Так и есть, подумалось ей. Она снова взглянула на пустой рукав Тони, затем – на руку у противоположной стены. Что, если и руки ее мужа могли вот так же выжить после ампутации? Каждую ночь она брала бы их с собой в постель, и они блуждали бы по ее телу, ласкали, дарили наслаждение… Делали все, что хотят… При этой мысли все в ней заныло от желания.
– Она и вправду Бог?
Тони кивнул.
– Ее почитатели есть по всему миру, – тихо ответил он. – Верующие в нее. Не только в этом селении. Существуют общины даже в Соединенных Штатах. Мужчины и женщины поклоняются моей руке. Она – не тот бог, к которому мы привыкли. Но – да, Бог.
Она потянулась к Тони, коснулась его пустого рукава. Ей вспомнилось, что делал он с ней этой рукой.
– Это мой Бог, – прошептала она.
– Так иди же к своему Богу, – хрипло произнес он.
Больше они не сказали друг другу ни слова.
Рука снова изменила позу – теперь растянулась, напоминая ложе. Коснувшись руки, женщина изумилась мягкости кожи. Судя по ее истории, рука должна была быть жесткой, загрубелой; однако неровная поверхность с отчетливо выдающимися складками была мягкой, как шелк. И как приятно было ее трогать!
Рука молчала… Впрочем, слов и не требовалось; она знала, что делать.

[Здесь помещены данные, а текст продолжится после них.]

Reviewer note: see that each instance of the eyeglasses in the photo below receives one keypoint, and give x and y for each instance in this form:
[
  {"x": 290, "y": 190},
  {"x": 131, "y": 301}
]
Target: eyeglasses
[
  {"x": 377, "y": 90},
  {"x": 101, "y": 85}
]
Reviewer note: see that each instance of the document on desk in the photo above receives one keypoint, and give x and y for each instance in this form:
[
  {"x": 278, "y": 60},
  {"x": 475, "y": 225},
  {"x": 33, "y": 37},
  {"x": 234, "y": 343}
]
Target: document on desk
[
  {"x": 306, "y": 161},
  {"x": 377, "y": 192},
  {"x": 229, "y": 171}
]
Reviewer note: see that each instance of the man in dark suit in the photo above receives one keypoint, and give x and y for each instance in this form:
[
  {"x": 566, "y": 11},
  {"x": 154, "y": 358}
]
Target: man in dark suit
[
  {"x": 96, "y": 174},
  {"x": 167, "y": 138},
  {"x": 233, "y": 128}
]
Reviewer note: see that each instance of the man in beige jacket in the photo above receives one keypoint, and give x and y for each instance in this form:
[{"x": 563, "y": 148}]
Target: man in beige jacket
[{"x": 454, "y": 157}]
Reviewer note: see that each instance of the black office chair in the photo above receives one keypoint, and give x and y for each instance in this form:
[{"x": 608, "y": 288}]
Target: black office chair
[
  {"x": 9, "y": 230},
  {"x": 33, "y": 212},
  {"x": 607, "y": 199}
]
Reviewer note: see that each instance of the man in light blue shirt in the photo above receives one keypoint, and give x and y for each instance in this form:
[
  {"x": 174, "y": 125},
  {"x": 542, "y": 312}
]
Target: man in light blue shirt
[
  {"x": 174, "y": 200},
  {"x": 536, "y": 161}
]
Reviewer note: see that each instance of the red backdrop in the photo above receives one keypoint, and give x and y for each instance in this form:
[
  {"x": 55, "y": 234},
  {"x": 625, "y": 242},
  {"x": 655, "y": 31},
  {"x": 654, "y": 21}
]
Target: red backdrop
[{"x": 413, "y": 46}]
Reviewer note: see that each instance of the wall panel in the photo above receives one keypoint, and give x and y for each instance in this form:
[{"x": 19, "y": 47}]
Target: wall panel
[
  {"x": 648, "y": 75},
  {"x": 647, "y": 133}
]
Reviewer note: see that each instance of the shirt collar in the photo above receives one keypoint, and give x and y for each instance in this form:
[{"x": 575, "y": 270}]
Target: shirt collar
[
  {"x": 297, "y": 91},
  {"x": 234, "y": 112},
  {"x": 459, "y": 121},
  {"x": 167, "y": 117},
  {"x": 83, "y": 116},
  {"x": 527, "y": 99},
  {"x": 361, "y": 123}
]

Сев на пол возле руки, она стянула с себя ботинки, носки, блузку, лифчик. Поднявшись, скинула брюки и трусы, а затем взобралась на ладонь. Ей показалось, что рука ее узнает. Сама-то она точно ее узнала – ясно помнила и неповторимые черты ее, и движения. Она легла на спину и закрыла глаза.
Однако рука была слишком велика для нее – слишком велика для того, чего хотелось им обеим. Мощные пальцы, огромные, как ее ноги, раздвигали ей бедра, терлись об нее, толкались, пытались войти, – и на лице Тони на другом конце комнаты появилась досада.
Вспомнив, как поступают туземные женщины, она оседлала один огромный палец, словно механического быка. Но и это было не то, чего хотела она, чего хотел Тони, чего хотел Бог. Тогда она схватилась за большой палец, повисла на нем, крепко его обняла, чувствуя, как в ее объятиях, под ней, вокруг нее бурлит и переполняет ее сила.
– Слезай! – крикнул Тони. В его голосе звучал страх.
– Все хорошо, – негромко ответила она.
– Не надо!
Вдруг она поняла, чего он боится. И поняла, что именно этого и хочет. Пусть так.
– Все хорошо, – повторила она.
И снова легла, вытянувшись на мягкой ладони.
Гигантская рука дрогнула и сжалась в кулак. И через миг после того, как закричал Тони, и переводчик вместе с туземцами, толпящимися снаружи, ворвался в хижину – и за миг до того, как рука выжала из нее жизнь, – она успела подумать: какая прекрасная смерть.